Danny KittingerPrayer

I believe we could all agree that if you are counted among those who believe in prayer, now would be a good time to pray.  Today is as tumultuous as any time that I can remember.  I was born in the early 60’s and though that was the decade that witnessed the march from Selma to Montgomery, the Kennedy and King assassinations, the Vietnam War and Woodstock, I was too young and immature to fully understand all that was going on.  It hasn’t been smooth sailing from then to now, but today seems different. 

Prayer certainly wasn’t designed exclusively for times of crisis though that is an excellent time to pray.  Asking our Father for aid and assistance, particularly when times are exceedingly difficult only makes sense.  It certainly helps to cast our burdens on him and to ask for his help and his strength, for his guidance and wisdom, and mostly for his love, grace, and mercy.           

At times like these, due to the difficulty and darkness, we half expect the world to join us in prayer.  We should not.  They have rejected the rule of God and of his son and have chosen to follow a different path, one of their own making.  Their gods are not our gods.  Neither are their hopes our hopes or their priorities our priorities.     

Yet the call to prayer remains and pray we should.  I’m reminded of the story of when Solomon first dedicated the temple to God.  There was sacrifice and celebration in Jerusalem for 7 days as the people gathered to worship and pray.  After years of bondage and wandering, God had provided the Israelites a home.  In gratitude, Solomon built a permanent place of worship.  And worship they did, and they sacrificed and prayed.    

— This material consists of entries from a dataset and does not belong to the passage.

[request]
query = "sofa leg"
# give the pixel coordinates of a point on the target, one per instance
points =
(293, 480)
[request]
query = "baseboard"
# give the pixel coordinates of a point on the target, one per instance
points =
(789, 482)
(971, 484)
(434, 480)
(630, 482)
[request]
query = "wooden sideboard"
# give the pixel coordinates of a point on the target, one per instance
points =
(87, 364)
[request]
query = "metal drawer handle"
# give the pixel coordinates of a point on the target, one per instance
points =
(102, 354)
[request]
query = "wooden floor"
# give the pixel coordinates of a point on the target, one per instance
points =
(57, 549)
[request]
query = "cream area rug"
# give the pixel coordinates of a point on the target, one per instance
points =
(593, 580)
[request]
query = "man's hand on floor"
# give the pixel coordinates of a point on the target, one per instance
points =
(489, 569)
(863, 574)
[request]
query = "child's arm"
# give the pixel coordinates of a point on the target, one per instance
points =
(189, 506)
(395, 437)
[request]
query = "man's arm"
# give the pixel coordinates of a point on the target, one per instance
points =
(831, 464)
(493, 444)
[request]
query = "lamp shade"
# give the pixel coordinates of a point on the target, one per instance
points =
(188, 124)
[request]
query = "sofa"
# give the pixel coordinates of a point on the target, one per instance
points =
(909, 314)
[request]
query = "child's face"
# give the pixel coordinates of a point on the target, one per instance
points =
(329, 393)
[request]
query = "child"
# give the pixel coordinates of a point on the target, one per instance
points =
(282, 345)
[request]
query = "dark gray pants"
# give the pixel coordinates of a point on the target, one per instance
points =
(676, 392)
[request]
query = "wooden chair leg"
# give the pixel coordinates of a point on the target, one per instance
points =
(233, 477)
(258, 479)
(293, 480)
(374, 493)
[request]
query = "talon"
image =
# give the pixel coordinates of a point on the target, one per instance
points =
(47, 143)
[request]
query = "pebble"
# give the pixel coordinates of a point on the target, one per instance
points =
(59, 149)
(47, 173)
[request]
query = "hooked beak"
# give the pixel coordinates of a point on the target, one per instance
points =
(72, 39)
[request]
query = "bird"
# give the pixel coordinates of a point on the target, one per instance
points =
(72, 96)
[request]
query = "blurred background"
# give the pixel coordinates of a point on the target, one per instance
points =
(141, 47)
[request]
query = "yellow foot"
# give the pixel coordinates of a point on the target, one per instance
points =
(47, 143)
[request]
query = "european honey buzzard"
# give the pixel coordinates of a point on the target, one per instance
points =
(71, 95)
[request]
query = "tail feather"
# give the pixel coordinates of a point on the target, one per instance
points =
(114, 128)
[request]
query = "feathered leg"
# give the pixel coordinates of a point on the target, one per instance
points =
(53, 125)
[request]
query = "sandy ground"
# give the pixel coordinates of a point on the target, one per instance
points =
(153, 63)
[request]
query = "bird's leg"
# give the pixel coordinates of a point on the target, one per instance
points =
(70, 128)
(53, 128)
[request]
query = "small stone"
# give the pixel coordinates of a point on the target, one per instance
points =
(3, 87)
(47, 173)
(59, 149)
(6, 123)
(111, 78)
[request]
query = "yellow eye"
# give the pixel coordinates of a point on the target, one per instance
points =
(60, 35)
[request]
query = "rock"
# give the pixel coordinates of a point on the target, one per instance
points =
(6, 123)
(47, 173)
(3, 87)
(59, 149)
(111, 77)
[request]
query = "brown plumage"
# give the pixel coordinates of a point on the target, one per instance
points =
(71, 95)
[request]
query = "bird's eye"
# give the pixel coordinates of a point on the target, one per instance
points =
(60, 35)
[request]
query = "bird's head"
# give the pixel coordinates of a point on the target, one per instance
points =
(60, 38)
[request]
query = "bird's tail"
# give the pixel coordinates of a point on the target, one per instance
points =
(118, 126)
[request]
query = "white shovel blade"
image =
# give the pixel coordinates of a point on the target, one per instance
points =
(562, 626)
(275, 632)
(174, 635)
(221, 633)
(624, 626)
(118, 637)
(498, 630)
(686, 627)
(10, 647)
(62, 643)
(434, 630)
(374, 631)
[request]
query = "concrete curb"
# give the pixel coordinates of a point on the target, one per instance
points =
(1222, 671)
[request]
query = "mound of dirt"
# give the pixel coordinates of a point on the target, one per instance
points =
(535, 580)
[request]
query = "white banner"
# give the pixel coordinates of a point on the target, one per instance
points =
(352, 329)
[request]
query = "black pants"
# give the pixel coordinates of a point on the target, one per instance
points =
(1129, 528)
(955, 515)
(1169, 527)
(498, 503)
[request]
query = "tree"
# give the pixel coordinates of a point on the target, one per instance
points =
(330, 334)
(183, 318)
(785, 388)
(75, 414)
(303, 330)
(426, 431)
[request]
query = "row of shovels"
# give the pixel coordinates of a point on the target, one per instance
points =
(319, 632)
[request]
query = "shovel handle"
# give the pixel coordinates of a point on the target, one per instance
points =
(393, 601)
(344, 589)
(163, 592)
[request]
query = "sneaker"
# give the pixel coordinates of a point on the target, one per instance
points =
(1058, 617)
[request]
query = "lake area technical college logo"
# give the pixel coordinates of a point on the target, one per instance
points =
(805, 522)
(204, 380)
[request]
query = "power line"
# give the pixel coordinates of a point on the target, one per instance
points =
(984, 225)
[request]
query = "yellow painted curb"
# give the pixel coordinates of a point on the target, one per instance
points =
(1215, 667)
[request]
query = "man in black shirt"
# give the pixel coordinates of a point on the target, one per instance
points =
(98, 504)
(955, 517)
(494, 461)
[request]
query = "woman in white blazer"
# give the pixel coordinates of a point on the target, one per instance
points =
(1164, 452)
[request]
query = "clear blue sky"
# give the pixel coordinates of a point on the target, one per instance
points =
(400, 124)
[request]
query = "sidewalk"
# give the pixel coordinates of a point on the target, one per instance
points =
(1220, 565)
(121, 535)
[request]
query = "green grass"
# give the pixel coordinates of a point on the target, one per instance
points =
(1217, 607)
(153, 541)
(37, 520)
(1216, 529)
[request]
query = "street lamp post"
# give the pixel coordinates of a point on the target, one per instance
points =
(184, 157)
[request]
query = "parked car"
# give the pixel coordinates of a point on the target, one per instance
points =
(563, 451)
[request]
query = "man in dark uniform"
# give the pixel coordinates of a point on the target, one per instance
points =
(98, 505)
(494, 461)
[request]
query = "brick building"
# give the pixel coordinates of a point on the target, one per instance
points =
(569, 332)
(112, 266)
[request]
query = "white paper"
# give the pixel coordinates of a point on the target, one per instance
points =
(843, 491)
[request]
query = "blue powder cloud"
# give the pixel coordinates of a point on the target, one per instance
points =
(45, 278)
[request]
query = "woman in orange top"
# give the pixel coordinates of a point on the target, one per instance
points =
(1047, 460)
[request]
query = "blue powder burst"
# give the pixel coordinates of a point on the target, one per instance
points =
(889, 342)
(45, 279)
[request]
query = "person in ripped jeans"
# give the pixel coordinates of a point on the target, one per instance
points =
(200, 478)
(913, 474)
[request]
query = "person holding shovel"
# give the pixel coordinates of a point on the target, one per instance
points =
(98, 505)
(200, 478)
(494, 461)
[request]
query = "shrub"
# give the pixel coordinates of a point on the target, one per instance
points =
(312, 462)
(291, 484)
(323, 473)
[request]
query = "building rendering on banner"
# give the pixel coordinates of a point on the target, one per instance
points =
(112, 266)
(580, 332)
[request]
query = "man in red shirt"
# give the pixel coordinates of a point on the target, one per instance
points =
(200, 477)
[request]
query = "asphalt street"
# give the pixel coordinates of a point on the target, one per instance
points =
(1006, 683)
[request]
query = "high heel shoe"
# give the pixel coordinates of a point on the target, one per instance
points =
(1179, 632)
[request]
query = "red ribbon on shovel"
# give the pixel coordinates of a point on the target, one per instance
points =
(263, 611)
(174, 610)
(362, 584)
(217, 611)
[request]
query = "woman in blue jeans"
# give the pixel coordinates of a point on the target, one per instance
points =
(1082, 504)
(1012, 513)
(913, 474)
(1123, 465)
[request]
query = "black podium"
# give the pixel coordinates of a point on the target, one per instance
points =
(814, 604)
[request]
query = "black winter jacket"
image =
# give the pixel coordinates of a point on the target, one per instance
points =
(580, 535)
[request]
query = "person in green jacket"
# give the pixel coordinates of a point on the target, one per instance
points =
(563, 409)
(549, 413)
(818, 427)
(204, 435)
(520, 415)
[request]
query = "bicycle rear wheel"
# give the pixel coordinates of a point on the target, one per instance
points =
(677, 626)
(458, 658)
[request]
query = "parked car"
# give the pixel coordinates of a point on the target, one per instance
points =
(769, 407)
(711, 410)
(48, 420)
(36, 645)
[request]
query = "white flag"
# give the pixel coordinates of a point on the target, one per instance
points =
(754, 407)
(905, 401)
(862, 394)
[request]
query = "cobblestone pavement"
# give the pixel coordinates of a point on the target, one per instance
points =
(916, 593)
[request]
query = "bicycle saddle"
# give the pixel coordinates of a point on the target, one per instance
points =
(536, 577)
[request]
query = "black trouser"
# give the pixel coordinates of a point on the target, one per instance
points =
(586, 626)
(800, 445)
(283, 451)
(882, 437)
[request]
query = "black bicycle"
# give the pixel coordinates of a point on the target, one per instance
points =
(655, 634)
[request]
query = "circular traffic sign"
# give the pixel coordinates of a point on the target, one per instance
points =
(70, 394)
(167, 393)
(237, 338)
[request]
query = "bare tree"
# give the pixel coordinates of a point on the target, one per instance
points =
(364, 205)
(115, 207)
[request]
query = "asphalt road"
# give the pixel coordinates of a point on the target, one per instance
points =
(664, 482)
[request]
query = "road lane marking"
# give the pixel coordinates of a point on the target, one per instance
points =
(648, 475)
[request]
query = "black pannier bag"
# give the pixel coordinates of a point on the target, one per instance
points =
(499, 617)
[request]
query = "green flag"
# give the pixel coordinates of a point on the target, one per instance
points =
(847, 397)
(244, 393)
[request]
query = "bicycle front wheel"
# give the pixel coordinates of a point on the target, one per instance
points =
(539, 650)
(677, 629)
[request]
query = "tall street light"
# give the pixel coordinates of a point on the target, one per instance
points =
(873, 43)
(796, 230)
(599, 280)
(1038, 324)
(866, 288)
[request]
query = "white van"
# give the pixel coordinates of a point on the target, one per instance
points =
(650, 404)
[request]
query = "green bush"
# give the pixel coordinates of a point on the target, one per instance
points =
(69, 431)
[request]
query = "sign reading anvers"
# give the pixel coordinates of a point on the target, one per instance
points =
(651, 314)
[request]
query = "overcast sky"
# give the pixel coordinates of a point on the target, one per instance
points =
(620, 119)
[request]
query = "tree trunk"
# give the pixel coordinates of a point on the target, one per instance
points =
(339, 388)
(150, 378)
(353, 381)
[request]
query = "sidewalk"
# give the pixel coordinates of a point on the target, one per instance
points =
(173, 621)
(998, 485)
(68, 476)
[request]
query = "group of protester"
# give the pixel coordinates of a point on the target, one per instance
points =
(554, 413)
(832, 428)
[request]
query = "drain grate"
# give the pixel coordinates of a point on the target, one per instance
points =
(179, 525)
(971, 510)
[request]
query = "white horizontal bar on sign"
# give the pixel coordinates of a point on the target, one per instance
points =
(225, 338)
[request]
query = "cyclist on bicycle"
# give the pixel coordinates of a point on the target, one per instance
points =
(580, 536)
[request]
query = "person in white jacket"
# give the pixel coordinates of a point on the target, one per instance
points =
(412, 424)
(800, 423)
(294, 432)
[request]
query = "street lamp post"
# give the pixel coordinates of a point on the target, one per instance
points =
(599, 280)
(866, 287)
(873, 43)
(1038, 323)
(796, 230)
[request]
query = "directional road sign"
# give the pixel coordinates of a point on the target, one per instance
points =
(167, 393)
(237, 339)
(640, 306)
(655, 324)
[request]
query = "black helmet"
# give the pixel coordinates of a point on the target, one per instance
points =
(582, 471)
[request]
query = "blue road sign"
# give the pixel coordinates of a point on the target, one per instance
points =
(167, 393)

Shortly thereafter, scripture states…

 the Lord appeared to him at night and said: 

“I have heard your prayer and have chosen this place for myself as a temple for sacrifices.  When I shut up the heavens so that there is no rain, or command locusts to devour the land or send a plague among my people, if my people, who are called by my name, will humble themselves and pray and seek my face and turn from their wicked ways, then I will hear from heaven, and I will forgive their sin and will heal their land.” 

2 Chronicles 7:12-14 NIV 

God’s call is clear and it is to his own that he calls to draw near.  God paints the picture that there will be times of difficulty and darkness such as droughts, pestilence, and plagues.  Today is such a time.  Yet the promise is that if we, the people who claim to know God will humble ourselves to seek him in prayer and turn from our sin, that he will forgive us and heal our land.  This is speaking to the church, not those outside.  The call is that we should humble ourselves and pray and that we should turn from our sin and our wicked ways.  

This is often lost and the church can rail against those on the outside as if their repentance would bring salvation.  Yet this is not the promise.  It is directed at believers to do the praying and repenting, not for the sins of others but for our own.  Only then will salvation come.  Jesus taught as much when he encouraged us to remove the log from our own eyes before condemning others.  And Peter confirmed that judgement begins in God’s house first (1 Peter 4:17).          

In this difficult moment, let us who claim to be God’s people humble ourselves, let us repent of our ways and our sins and let us pray.